More recently, in January 2020 we launched the Node Network (thenode.biologists.com/network/), a global database of developmental and stem cell biologists. The Network aims to make it easier for you to find people for professional purposes (reviewers, panellists or speakers, for example), and importantly can also be used with diversity in mind (members can voluntarily add information about gender, ethnicity and disability status). We strongly believe in the benefits of diversity and inclusion in science (Briscoe and Brown, 2020), and hope that the Network will help diversify conferences, reviewer pools and panels. The Network currently has 717 members from 40 countries, with new PIs being the most represented career stage. Please consider using the Network if you are struggling to find the right scientist, and do consider becoming a member if you want to increase your visibility.
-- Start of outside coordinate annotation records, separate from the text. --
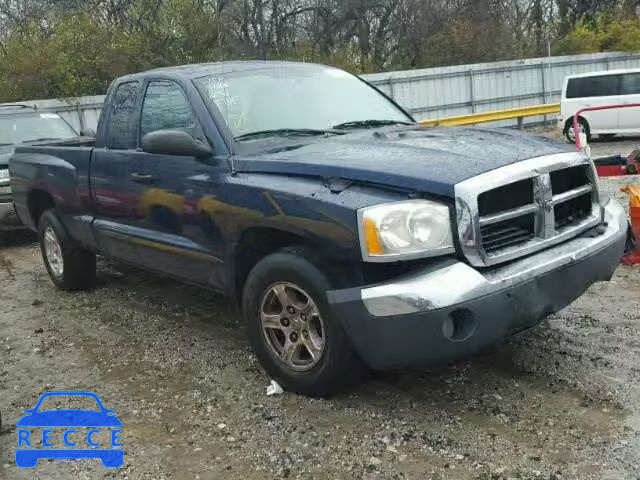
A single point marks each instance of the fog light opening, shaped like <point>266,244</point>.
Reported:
<point>459,325</point>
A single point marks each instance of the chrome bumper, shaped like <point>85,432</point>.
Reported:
<point>451,282</point>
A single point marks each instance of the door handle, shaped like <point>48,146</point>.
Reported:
<point>142,178</point>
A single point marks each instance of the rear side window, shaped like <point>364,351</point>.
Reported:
<point>600,86</point>
<point>165,107</point>
<point>119,133</point>
<point>631,84</point>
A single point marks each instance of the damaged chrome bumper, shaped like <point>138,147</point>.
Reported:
<point>451,309</point>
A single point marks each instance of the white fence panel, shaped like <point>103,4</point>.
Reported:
<point>438,92</point>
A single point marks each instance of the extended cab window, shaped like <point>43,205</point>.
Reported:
<point>599,86</point>
<point>165,107</point>
<point>122,108</point>
<point>631,84</point>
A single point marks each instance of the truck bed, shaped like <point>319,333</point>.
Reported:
<point>53,173</point>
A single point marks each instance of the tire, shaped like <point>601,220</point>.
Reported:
<point>584,125</point>
<point>78,265</point>
<point>297,271</point>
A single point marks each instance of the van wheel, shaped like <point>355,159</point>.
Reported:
<point>290,328</point>
<point>583,125</point>
<point>70,266</point>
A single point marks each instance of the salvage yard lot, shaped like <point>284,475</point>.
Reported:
<point>173,361</point>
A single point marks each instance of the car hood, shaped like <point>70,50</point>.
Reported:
<point>427,160</point>
<point>69,418</point>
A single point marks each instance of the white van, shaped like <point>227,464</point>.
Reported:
<point>613,87</point>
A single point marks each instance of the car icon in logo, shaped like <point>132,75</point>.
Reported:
<point>66,422</point>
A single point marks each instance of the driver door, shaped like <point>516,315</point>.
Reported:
<point>164,188</point>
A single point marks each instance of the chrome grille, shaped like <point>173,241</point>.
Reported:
<point>525,207</point>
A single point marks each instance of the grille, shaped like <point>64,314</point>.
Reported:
<point>509,233</point>
<point>520,217</point>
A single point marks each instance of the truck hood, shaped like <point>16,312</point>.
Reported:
<point>427,160</point>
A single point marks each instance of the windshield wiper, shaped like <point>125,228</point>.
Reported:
<point>369,124</point>
<point>285,132</point>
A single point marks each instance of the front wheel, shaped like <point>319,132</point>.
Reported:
<point>291,329</point>
<point>70,266</point>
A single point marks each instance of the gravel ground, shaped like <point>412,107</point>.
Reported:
<point>562,402</point>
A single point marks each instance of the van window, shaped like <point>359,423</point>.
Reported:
<point>630,84</point>
<point>600,86</point>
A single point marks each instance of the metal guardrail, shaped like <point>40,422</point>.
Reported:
<point>495,116</point>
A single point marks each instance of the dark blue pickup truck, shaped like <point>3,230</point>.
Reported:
<point>351,236</point>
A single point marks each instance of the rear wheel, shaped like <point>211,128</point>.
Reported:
<point>290,327</point>
<point>70,266</point>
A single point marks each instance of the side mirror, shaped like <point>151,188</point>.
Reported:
<point>174,142</point>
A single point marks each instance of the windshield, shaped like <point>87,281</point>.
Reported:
<point>313,98</point>
<point>28,127</point>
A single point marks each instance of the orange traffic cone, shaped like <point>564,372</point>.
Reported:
<point>633,257</point>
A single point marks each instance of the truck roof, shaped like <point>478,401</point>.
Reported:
<point>203,69</point>
<point>16,108</point>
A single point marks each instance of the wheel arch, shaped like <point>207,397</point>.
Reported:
<point>38,202</point>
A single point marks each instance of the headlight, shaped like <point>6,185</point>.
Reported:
<point>404,231</point>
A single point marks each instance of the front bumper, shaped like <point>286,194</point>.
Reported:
<point>451,310</point>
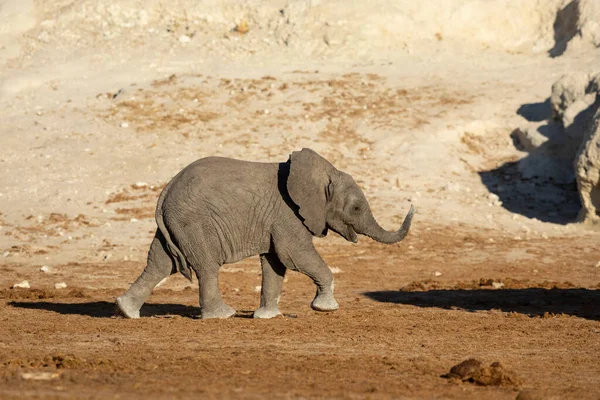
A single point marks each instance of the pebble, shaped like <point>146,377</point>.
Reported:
<point>22,284</point>
<point>162,282</point>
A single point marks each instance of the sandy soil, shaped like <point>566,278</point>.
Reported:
<point>100,106</point>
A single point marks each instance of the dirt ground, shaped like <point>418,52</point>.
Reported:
<point>399,329</point>
<point>100,105</point>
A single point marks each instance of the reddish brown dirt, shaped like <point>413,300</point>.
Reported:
<point>399,329</point>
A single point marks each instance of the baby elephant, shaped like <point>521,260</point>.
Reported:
<point>219,210</point>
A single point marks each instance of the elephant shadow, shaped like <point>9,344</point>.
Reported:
<point>581,303</point>
<point>105,309</point>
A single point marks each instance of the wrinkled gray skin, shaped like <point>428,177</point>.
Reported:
<point>218,211</point>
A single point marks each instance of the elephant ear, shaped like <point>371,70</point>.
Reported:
<point>307,185</point>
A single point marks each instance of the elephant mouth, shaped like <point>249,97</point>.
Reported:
<point>347,233</point>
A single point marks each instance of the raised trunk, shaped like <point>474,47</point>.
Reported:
<point>376,232</point>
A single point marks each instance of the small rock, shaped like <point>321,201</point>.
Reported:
<point>466,369</point>
<point>531,394</point>
<point>493,197</point>
<point>39,376</point>
<point>335,270</point>
<point>472,370</point>
<point>162,282</point>
<point>22,284</point>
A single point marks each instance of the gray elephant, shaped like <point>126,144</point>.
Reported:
<point>219,210</point>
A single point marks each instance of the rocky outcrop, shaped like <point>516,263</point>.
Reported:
<point>567,146</point>
<point>576,27</point>
<point>587,170</point>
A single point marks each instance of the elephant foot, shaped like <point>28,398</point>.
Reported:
<point>127,309</point>
<point>223,311</point>
<point>264,312</point>
<point>324,302</point>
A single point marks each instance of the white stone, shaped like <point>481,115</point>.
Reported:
<point>162,282</point>
<point>22,285</point>
<point>39,376</point>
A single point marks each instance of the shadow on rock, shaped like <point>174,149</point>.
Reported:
<point>581,303</point>
<point>105,309</point>
<point>536,112</point>
<point>543,199</point>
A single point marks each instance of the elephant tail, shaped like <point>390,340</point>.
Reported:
<point>175,252</point>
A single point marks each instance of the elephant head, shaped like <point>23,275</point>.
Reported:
<point>330,199</point>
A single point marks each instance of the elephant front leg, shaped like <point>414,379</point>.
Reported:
<point>158,267</point>
<point>305,259</point>
<point>273,272</point>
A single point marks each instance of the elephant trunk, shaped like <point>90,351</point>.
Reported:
<point>373,230</point>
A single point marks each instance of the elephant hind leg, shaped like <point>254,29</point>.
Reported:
<point>159,266</point>
<point>211,302</point>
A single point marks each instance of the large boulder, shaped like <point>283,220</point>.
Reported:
<point>567,147</point>
<point>587,169</point>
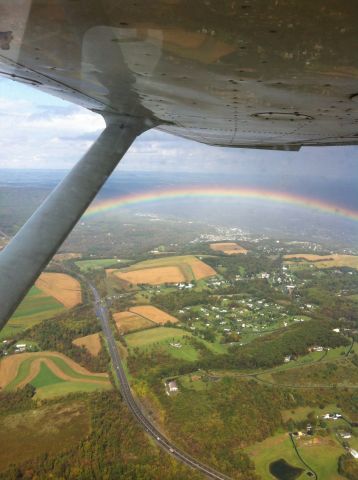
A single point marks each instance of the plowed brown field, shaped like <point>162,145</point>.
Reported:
<point>91,342</point>
<point>66,289</point>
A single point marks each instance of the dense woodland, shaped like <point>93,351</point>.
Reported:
<point>116,448</point>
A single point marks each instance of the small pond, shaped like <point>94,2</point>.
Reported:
<point>282,470</point>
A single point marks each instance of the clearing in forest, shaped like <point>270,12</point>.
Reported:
<point>165,270</point>
<point>66,289</point>
<point>324,261</point>
<point>230,248</point>
<point>91,342</point>
<point>154,314</point>
<point>51,373</point>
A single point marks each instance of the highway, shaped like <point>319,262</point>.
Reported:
<point>103,316</point>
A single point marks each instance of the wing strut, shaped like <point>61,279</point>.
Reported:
<point>37,241</point>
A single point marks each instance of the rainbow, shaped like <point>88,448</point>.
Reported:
<point>224,193</point>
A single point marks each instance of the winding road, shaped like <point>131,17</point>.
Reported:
<point>103,316</point>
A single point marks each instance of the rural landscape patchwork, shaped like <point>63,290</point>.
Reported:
<point>239,347</point>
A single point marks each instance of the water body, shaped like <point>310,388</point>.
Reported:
<point>282,470</point>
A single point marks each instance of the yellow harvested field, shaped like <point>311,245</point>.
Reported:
<point>230,248</point>
<point>200,269</point>
<point>66,289</point>
<point>129,322</point>
<point>154,314</point>
<point>326,261</point>
<point>91,342</point>
<point>152,276</point>
<point>9,367</point>
<point>60,257</point>
<point>174,269</point>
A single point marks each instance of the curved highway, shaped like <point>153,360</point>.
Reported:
<point>102,315</point>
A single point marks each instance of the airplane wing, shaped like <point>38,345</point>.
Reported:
<point>275,74</point>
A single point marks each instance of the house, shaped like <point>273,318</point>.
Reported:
<point>353,452</point>
<point>20,347</point>
<point>173,387</point>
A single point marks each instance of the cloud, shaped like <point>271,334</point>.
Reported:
<point>40,131</point>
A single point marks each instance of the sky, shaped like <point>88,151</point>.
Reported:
<point>39,131</point>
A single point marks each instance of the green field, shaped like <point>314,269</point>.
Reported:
<point>49,384</point>
<point>182,262</point>
<point>155,335</point>
<point>60,389</point>
<point>161,337</point>
<point>35,308</point>
<point>45,377</point>
<point>322,456</point>
<point>85,265</point>
<point>48,429</point>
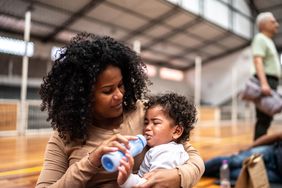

Ten years in, and the numbers are good. The Node has been viewed over two million times, and we now regularly receive more than 30,000 page views per month. We are helped by a continual stream of new content: a blog post, job or event is typically uploaded every day. But as well as reflecting on the journey so far, we want to use this anniversary to think about where we’re going, and how we can continue to serve and stay relevant to the community in a changing scientific and communication environment. In April we conducted a community survey (11 years after the one that spurred the Node into being), and noises were generally positive from the respondents – most of our features were considered useful, and most of our content enjoyable to read. We also asked what kind of things readers would like to see more of and were given some great ideas to work on, like more interactive content (‘ask me anything’ posts or webinars), ‘how to’ and technical posts, historical features and pieces on the scientific career ecosystem. We are currently developing these ideas and, as ever, will need authors: if you are interested in trying out scientific writing in an informal context about any of the above (or indeed anything relevant to the community), just get in touch or register for an account.

Ten years ago, the Node was an experiment, and it really was not clear whether it would still be around a decade later. Today, the Node is a vibrant hub for researchers worldwide, with an ever-increasing readership and a host of new ideas for the future. Who knows where we’ll be in 2030?

 

References

Amsen, E., Alfred, J. and Pourquié, O. (2010). The Node: a place to discuss, debate and deliberate developmental biologyDevelopment 137, 2251. 

Briscoe, J. and Brown, K. (2020). Inclusion and diversity in developmental biology: introducing the Node NetworkDevelopment 147, dev187591

Vicente, C., Maartens, A. and Brown, K. (2017). The Node and beyond – using social media in cell and developmental biologySemin. Cell Dev. Biol. 70, 90-97.